Can I simply replace the first and second derivatives with the gradient and laplacian in the curvature of the graph of a function to generalize to a multivariable curvature functional of the graph of a function?
The curvature of the graph of a function is given by the following.
$$\mathscr{k}_f(x) = \frac{f^{\prime\prime}(x)}{(1 + [f^{\prime}(x)]^2)^{\frac{3}{2}}}$$
Assuming a second-differentiable scalar function, is the following a valid generalization of this type of curvature to the multivariable case?
$$\mathscr{k}_f(\vec{x}) = \frac{\nabla_{\vec{x}}^2 f(\vec{x})}{(1 + [\nabla_{\vec{x}} f(\vec{x})]^2)^{\frac{3}{2}}}$$
Edit
Matthew Pilling convinced me that taking the square of a gradient is not directly possible.

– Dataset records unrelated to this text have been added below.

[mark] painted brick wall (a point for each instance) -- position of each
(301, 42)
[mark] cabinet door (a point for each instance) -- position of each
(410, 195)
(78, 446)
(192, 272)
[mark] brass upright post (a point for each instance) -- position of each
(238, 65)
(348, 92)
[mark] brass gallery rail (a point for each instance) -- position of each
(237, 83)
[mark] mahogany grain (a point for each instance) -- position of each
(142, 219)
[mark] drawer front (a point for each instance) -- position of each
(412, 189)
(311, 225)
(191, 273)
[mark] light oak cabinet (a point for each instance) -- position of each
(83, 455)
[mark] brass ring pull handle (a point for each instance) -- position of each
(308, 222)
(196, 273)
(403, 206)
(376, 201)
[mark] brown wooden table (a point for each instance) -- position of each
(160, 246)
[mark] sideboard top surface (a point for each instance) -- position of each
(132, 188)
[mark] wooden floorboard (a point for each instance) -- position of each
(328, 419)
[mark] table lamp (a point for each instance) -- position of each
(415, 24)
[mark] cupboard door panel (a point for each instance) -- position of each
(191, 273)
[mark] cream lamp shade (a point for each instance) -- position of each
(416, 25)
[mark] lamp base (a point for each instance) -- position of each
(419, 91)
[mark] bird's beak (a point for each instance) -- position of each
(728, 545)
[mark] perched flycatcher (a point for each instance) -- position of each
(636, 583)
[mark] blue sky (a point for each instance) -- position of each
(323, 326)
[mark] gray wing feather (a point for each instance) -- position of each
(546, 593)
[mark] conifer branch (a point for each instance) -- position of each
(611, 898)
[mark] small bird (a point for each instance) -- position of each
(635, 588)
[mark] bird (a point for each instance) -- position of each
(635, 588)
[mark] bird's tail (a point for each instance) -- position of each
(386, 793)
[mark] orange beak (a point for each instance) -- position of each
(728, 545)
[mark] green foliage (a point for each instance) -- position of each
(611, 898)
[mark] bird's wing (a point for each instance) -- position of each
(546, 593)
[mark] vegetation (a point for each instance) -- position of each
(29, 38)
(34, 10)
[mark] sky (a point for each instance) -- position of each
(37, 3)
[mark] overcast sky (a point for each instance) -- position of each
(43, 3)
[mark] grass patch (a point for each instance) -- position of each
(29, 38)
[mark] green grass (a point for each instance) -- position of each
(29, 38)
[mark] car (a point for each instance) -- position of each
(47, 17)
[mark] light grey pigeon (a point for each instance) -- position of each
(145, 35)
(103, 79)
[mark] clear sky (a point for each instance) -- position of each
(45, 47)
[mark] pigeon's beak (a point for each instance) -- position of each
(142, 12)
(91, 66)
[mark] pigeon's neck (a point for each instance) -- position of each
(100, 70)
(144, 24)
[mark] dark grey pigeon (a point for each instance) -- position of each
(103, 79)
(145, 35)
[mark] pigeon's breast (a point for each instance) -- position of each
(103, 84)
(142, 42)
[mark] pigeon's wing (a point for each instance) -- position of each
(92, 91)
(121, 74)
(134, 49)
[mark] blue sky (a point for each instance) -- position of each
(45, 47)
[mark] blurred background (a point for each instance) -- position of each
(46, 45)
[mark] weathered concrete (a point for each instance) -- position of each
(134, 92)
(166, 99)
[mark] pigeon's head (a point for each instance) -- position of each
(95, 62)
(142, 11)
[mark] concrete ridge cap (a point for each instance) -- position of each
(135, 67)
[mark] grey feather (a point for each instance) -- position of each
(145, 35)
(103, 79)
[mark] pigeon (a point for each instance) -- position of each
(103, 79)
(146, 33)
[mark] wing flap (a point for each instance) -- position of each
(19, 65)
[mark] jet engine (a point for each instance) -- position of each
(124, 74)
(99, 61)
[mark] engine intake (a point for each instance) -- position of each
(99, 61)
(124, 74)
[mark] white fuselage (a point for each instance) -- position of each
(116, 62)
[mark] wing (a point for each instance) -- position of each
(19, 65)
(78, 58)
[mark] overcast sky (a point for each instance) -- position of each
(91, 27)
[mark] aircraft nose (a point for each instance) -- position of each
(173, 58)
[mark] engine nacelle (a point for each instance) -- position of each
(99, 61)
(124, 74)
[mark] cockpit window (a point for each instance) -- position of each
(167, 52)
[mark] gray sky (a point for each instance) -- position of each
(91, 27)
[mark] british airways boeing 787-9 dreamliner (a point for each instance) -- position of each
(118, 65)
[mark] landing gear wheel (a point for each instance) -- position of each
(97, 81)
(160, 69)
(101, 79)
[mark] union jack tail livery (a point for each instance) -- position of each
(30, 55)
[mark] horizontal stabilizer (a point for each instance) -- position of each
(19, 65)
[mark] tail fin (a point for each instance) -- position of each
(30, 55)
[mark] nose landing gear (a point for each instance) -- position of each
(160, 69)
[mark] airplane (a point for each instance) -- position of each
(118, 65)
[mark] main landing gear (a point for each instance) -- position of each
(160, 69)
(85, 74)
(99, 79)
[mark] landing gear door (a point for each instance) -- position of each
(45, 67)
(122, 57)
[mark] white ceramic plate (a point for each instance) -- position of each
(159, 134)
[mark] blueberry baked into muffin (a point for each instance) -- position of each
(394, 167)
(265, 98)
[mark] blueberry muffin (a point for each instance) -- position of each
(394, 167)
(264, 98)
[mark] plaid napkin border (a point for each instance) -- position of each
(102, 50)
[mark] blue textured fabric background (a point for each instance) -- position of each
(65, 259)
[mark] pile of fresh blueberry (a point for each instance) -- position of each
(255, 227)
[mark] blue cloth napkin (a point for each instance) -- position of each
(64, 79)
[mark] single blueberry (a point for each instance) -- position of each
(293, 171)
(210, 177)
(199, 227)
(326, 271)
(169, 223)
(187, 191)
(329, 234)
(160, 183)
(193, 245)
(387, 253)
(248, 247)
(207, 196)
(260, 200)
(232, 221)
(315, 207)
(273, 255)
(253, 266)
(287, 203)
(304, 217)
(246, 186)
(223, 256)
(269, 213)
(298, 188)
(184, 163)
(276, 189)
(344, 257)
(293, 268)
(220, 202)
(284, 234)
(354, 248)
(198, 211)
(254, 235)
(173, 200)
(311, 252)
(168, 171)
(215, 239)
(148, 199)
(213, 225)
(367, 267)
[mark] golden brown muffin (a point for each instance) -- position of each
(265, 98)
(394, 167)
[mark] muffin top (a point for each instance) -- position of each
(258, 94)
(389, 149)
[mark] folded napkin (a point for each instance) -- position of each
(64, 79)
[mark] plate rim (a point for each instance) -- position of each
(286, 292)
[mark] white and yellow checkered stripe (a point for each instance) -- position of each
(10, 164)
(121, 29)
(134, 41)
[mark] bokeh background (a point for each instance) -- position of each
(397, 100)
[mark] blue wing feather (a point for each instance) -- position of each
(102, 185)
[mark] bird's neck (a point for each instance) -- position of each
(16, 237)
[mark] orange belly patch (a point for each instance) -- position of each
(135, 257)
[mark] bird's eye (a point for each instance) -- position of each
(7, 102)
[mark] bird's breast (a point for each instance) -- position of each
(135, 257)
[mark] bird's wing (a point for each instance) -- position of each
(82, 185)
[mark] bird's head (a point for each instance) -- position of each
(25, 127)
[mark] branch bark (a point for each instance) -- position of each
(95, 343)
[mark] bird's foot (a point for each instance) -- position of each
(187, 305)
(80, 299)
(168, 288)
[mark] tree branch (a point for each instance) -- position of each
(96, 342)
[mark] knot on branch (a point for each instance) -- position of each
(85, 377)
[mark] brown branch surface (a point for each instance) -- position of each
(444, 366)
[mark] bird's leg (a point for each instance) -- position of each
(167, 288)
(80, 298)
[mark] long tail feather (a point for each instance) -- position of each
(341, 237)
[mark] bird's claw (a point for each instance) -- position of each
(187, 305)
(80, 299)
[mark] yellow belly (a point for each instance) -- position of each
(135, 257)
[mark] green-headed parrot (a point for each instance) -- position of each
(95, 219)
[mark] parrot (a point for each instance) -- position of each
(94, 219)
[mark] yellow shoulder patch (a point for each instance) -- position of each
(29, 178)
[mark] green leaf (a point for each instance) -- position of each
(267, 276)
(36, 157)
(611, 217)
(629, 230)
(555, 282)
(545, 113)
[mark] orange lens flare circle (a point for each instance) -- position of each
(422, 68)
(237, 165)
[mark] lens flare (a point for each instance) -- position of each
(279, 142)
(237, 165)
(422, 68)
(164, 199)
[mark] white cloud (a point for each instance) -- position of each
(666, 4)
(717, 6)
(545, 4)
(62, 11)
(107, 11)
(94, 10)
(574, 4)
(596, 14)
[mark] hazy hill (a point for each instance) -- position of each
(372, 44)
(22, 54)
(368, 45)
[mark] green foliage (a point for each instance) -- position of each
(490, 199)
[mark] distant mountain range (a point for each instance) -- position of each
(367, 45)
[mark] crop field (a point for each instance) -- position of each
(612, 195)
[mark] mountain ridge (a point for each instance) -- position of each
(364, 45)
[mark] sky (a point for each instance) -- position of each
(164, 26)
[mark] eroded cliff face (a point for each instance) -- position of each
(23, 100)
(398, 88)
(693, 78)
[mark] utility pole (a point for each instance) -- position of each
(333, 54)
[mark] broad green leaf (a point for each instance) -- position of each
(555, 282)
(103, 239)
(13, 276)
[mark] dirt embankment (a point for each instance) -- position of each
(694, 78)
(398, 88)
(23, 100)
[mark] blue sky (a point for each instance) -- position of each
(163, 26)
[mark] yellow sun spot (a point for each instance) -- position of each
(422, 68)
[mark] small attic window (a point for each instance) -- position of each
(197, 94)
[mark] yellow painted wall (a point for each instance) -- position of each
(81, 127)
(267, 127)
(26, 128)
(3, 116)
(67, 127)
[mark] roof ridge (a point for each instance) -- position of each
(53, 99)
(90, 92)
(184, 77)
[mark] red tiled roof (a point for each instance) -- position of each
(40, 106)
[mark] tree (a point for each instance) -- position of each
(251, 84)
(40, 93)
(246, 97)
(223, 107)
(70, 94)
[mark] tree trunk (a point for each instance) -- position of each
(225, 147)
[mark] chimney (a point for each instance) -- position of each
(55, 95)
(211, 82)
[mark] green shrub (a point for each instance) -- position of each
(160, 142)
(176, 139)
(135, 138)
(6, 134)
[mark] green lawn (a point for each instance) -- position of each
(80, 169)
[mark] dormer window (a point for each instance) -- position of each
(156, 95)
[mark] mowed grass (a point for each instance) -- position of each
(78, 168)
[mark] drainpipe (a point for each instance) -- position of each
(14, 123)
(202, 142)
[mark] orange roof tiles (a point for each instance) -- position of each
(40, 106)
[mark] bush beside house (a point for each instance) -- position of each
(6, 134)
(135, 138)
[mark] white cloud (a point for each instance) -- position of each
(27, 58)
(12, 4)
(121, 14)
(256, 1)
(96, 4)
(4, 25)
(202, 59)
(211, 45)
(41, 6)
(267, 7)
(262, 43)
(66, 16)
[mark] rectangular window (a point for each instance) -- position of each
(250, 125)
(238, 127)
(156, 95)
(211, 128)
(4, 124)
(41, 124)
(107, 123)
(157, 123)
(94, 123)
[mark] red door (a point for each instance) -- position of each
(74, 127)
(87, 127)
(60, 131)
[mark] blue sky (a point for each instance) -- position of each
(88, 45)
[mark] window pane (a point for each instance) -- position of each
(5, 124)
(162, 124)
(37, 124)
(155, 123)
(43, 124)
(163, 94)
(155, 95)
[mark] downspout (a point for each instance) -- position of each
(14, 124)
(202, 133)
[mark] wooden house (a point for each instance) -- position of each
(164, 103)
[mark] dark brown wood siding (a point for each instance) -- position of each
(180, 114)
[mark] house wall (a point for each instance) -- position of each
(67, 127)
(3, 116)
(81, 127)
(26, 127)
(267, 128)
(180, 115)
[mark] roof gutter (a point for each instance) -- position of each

I was implicitly assuming I could collapse the vectors by summing the components, however it would be technically correct to make this explicit using either dot products or the trace of the diagonal of the resulting vectors.
$$\mathscr{k}_f(\vec{x}) = \frac{\nabla_{\vec{x}}^2 f(\vec{x}) \cdot \vec{1}}{(1 + [\nabla_{\vec{x}} f(\vec{x})\cdot \vec{1}]^2)^{\frac{3}{2}}} = \frac{\text{tr}[\text{diag}[\nabla_{\vec{x}}^2 f(\vec{x})]]}{(1 + [\text{tr}[\text{diag}[\nabla_{\vec{x}} f(\vec{x})]]]^2)^{\frac{3}{2}}}$$
This is with the diagonal of a vector $\text{Diag}(\vec{x})$ being the construction of a diagonal matrix whose diagonal entries are the corresponding components of the vector $\vec{x}$.
Beyond this correction on vector operations, I'm still interested in whether the corrected equation captures the same idea of curvature as the original equation.